Whatever his motive, it had had the opposite effect. For in listening to the wild, untamed patterns, she had suddenly found herself immersed in an ocean, hearing an angry sea squall gather. Even opening her eyes, seeing that she still sat in the family listening room, did not help. For the first time in her life, sound overwhelmed vision.
Athaclena had never listened to the cube again, nor known anything else quite so strange… until encountering the eerie metaphorical landscape within Robert Oneagle’s mind, that is.

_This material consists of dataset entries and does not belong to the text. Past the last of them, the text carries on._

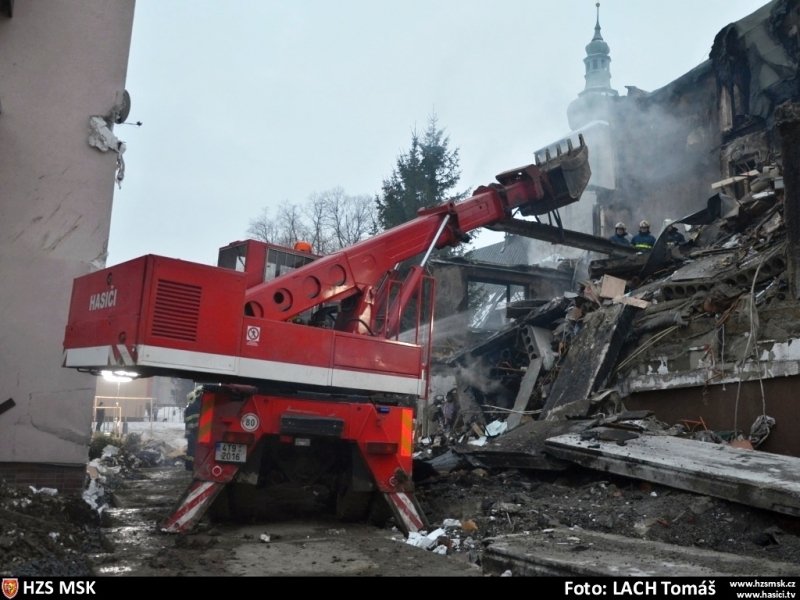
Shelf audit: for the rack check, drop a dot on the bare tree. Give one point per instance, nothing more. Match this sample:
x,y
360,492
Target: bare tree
x,y
330,220
351,218
263,228
291,225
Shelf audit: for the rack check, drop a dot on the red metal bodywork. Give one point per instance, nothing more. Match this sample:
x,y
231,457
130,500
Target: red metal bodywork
x,y
236,325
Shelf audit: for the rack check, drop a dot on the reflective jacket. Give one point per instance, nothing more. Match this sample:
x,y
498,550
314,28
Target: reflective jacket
x,y
621,240
643,241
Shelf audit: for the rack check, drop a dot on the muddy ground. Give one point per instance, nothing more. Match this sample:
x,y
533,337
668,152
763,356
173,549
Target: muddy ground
x,y
42,534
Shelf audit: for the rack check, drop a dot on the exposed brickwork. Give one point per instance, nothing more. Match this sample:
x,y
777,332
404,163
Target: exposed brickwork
x,y
66,479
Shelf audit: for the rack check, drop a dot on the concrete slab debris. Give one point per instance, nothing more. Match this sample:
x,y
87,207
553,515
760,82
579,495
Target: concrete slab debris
x,y
580,552
759,479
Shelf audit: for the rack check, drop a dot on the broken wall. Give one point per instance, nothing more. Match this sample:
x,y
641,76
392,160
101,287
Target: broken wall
x,y
62,62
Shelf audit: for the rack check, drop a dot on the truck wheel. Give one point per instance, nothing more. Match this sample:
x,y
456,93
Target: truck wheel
x,y
352,506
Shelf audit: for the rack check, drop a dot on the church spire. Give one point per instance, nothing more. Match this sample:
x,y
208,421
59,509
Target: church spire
x,y
598,62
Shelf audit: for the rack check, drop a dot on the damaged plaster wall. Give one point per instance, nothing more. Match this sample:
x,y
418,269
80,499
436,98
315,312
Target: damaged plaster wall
x,y
62,63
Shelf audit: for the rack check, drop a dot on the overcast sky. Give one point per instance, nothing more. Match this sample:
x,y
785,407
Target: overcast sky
x,y
248,104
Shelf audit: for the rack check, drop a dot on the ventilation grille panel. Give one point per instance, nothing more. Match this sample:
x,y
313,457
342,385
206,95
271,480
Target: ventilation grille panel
x,y
176,313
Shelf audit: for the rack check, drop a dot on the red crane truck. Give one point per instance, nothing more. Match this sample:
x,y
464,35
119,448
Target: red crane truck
x,y
312,366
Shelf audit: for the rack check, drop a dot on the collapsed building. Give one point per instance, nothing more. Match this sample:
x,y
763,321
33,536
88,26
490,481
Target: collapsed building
x,y
703,335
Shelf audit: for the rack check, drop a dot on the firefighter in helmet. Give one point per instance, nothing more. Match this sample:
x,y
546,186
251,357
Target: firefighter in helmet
x,y
620,236
644,240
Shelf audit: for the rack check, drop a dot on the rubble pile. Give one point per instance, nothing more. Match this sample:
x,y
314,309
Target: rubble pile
x,y
709,309
713,309
495,503
45,533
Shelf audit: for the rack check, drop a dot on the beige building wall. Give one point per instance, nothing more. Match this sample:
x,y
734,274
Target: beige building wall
x,y
60,64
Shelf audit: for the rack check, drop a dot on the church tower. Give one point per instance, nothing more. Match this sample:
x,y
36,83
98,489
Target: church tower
x,y
593,103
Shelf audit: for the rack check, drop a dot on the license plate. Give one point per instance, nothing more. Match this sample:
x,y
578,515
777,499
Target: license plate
x,y
231,452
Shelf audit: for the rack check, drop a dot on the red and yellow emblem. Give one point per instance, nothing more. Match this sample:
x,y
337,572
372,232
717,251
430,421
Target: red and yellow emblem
x,y
10,587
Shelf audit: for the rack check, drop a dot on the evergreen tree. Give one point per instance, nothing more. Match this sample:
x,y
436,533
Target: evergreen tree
x,y
423,177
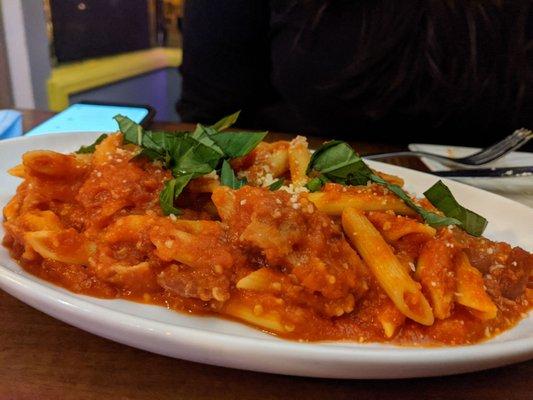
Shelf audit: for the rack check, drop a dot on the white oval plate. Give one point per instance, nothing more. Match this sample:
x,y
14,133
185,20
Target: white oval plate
x,y
220,342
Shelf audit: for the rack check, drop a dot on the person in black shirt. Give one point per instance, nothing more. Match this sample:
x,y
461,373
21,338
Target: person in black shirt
x,y
449,71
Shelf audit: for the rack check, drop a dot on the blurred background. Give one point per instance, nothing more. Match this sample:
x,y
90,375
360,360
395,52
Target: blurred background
x,y
54,53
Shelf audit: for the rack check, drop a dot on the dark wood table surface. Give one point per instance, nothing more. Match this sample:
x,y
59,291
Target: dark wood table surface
x,y
43,358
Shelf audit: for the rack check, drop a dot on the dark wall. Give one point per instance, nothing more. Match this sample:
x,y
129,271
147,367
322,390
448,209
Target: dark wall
x,y
92,28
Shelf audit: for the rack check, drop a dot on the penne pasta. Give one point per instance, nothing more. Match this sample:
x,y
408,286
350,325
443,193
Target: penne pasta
x,y
49,164
470,290
334,203
336,255
256,316
390,318
66,246
404,292
435,271
299,157
394,227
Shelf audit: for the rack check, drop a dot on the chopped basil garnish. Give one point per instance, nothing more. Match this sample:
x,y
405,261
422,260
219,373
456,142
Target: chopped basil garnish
x,y
441,197
428,216
191,154
171,192
228,178
336,161
238,144
91,148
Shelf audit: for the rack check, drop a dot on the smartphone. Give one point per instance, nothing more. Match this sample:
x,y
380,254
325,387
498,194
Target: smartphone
x,y
93,117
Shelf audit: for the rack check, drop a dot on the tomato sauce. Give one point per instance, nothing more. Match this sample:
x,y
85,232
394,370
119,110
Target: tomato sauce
x,y
269,259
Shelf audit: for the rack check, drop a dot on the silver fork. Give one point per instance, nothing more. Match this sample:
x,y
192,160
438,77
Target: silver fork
x,y
512,142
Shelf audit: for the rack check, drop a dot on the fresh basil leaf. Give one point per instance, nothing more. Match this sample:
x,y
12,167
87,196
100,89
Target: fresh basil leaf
x,y
203,134
132,131
441,197
91,148
226,122
193,157
276,185
431,218
238,144
171,192
228,178
337,161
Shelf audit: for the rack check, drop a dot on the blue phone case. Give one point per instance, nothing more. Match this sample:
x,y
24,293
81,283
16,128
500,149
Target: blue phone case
x,y
88,118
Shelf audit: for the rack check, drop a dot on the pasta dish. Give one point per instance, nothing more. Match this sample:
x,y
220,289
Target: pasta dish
x,y
304,245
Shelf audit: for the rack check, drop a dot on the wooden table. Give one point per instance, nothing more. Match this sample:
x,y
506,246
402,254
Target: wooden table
x,y
42,358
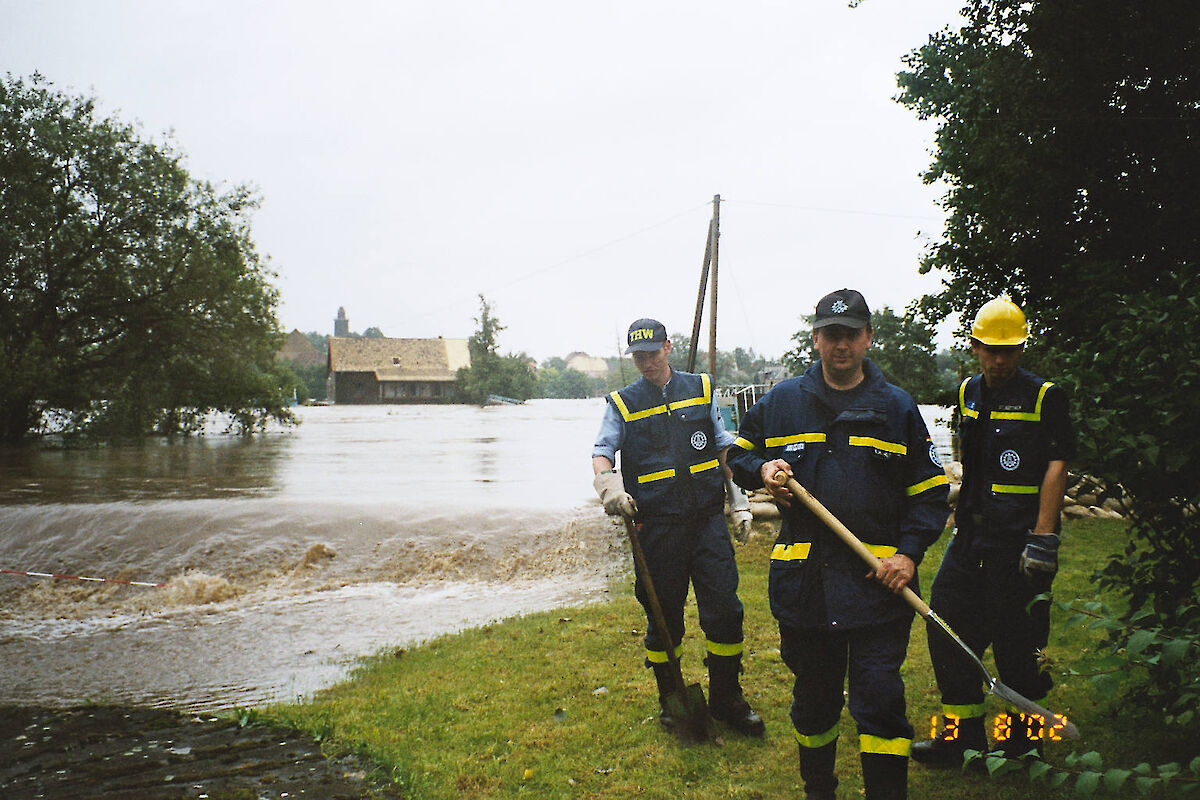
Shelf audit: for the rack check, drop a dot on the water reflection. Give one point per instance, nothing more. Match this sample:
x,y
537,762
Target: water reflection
x,y
196,468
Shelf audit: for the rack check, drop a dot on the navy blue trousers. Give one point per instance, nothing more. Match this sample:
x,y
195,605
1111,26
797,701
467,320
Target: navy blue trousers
x,y
870,657
696,552
983,596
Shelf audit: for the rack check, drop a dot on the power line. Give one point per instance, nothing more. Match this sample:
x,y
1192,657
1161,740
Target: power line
x,y
829,210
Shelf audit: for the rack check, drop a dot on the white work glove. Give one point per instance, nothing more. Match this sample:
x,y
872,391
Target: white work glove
x,y
613,495
739,511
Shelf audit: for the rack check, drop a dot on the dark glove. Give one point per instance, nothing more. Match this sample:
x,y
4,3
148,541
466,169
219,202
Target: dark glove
x,y
1039,559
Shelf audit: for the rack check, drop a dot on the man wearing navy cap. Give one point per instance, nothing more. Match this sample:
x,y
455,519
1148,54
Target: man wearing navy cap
x,y
861,446
672,445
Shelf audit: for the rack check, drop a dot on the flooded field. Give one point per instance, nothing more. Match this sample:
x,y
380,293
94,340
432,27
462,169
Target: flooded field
x,y
287,557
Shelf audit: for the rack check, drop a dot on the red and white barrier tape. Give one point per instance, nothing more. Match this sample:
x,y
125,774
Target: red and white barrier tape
x,y
79,577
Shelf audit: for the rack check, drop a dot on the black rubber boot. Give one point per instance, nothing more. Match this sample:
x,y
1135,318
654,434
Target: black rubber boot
x,y
885,777
816,771
665,680
949,745
725,699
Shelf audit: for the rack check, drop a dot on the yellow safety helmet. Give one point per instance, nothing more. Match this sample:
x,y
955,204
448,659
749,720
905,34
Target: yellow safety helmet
x,y
1000,322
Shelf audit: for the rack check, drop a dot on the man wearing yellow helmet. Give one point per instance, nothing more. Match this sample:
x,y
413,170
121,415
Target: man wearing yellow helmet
x,y
1014,431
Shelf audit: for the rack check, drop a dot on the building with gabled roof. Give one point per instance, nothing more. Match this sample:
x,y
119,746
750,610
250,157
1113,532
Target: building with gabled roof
x,y
395,371
298,349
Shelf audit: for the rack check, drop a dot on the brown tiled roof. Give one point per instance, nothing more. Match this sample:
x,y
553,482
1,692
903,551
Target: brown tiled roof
x,y
400,359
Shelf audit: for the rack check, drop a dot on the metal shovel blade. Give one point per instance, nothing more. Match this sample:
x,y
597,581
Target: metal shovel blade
x,y
690,713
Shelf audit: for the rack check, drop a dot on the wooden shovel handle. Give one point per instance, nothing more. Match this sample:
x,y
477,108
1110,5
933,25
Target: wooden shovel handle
x,y
851,540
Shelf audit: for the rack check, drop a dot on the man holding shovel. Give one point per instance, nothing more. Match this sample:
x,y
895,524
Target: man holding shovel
x,y
672,482
862,447
1015,437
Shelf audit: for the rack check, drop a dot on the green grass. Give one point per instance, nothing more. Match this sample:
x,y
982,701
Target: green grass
x,y
558,705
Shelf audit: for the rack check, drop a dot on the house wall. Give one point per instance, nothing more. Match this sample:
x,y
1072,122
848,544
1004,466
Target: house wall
x,y
355,388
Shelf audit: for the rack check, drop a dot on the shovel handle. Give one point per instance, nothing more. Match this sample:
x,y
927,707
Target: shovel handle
x,y
850,539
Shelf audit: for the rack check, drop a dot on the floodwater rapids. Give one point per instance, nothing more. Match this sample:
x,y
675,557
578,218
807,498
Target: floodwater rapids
x,y
289,555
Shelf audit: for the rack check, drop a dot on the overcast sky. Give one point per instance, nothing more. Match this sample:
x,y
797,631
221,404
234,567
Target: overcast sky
x,y
557,157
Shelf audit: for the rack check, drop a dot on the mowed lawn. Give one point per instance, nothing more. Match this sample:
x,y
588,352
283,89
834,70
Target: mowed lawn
x,y
558,704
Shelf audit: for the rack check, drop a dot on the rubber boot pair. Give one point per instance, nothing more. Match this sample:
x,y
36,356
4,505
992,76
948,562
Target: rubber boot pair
x,y
958,735
725,699
885,777
816,771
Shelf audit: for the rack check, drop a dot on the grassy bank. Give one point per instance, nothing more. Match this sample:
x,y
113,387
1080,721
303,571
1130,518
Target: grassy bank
x,y
558,705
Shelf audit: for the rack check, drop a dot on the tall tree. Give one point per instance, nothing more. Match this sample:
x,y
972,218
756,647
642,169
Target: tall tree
x,y
1069,142
490,373
132,299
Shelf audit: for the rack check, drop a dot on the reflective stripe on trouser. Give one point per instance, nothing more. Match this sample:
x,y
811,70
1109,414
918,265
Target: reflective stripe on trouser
x,y
699,553
870,659
984,599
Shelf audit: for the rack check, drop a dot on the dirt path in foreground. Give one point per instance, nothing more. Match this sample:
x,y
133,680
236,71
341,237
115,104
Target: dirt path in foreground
x,y
118,752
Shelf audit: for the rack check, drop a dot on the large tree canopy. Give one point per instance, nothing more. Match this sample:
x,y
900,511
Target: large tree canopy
x,y
132,299
1069,142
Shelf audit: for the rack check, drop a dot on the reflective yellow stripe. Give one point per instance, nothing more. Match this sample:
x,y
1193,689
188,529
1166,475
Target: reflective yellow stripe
x,y
869,744
964,711
629,416
655,476
1014,488
719,649
817,740
696,401
660,656
963,402
797,552
1026,416
924,486
879,444
779,441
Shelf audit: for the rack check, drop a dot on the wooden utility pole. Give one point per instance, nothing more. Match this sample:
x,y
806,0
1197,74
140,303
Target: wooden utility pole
x,y
709,266
715,234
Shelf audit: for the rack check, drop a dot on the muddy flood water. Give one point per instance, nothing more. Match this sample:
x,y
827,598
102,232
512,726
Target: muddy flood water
x,y
287,557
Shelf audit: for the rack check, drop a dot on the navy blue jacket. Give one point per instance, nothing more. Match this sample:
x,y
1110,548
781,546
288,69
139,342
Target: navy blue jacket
x,y
1008,438
873,465
670,461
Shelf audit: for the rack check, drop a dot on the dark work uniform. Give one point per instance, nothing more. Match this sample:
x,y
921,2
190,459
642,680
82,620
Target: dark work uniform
x,y
1008,438
671,467
868,457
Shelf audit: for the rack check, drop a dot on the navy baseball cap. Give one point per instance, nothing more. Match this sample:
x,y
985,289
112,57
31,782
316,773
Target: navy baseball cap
x,y
843,307
646,336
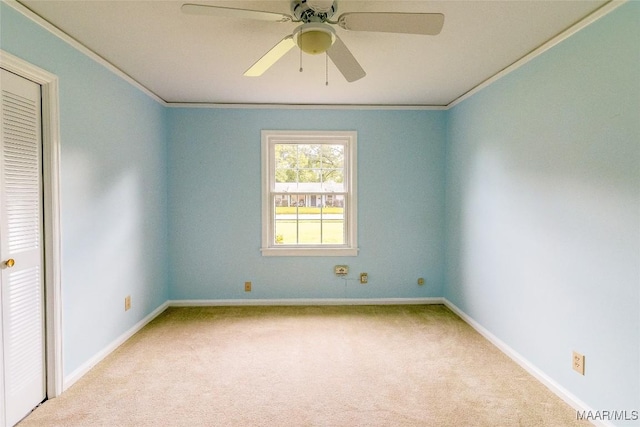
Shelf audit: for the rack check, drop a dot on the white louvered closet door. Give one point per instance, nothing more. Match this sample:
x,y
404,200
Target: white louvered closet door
x,y
21,253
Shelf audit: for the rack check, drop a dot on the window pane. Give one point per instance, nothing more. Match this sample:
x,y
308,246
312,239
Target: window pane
x,y
286,232
286,156
309,219
332,156
333,232
309,228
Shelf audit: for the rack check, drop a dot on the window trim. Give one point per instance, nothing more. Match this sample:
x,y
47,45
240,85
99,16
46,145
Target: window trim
x,y
350,248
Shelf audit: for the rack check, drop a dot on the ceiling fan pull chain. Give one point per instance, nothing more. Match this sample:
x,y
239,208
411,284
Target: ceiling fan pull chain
x,y
300,57
326,68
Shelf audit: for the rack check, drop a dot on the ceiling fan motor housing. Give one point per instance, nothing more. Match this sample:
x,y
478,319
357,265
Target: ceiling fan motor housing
x,y
313,10
314,37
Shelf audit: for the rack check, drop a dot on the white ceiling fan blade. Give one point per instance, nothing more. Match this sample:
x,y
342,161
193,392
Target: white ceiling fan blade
x,y
228,12
345,61
271,57
428,24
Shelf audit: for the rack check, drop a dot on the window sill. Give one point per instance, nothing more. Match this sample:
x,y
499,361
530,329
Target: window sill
x,y
309,251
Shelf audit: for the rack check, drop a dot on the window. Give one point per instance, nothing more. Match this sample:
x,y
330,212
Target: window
x,y
309,205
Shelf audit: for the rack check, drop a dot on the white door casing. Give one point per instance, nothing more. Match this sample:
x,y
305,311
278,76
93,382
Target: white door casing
x,y
21,248
51,211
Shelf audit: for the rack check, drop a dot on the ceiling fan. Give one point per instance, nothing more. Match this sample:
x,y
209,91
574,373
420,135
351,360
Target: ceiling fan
x,y
316,34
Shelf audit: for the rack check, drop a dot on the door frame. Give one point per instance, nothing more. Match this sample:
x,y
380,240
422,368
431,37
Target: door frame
x,y
51,215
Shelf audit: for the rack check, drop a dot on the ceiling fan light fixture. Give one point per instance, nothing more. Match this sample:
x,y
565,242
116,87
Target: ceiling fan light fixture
x,y
314,38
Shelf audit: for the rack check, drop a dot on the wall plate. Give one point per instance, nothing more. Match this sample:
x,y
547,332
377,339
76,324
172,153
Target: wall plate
x,y
341,270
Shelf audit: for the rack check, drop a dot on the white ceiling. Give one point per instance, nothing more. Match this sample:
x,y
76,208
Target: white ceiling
x,y
201,59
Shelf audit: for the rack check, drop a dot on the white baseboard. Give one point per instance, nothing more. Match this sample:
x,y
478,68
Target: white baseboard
x,y
552,385
74,376
303,301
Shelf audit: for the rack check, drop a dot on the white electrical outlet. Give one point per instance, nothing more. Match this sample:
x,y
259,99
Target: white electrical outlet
x,y
341,270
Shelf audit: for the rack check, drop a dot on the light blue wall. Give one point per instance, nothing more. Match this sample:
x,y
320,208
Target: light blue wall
x,y
113,192
215,202
543,210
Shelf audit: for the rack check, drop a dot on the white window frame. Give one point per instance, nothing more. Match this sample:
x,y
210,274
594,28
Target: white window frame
x,y
272,137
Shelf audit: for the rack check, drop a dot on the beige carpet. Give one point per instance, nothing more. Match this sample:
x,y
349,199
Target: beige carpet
x,y
306,366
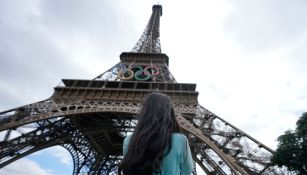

Now she felt that way again! For while the fourth creature across from her looked, at first, like a very large chimpanzee, her corona was telling quite another story. It cannot be!
Calmly, placidly, the brown eyes looked back at her. The being obviously far outweighed all the others combined, yet it held the human child on its lap delicately, carefully. When the little girl squirmed, the big creature merely snorted and shifted slightly, neither letting go nor taking its gaze from Athaclena. Unlike normal chimpanzees, its face was very black. Ignoring her aches, Athaclena edged forward slowly so as not to alarm them. “Hello,” she said carefully in Anglic.
The human child smiled again and ducked her head shyly against her furry protector’s massive chest. The neo-chimp mother cringed back in apparent fear.
The massive creature with the high, flattened face merely nodded twice and snorted again. It fizzed with Potential!
Athaelena had only once before encountered a species living in that narrow zone between animal and accepted client-class sophont. It was a very rare state in the Five Galaxies, for any newly discovered pre-sentient species was soon registered and licensed to some starfaring clan for Uplift and indenture.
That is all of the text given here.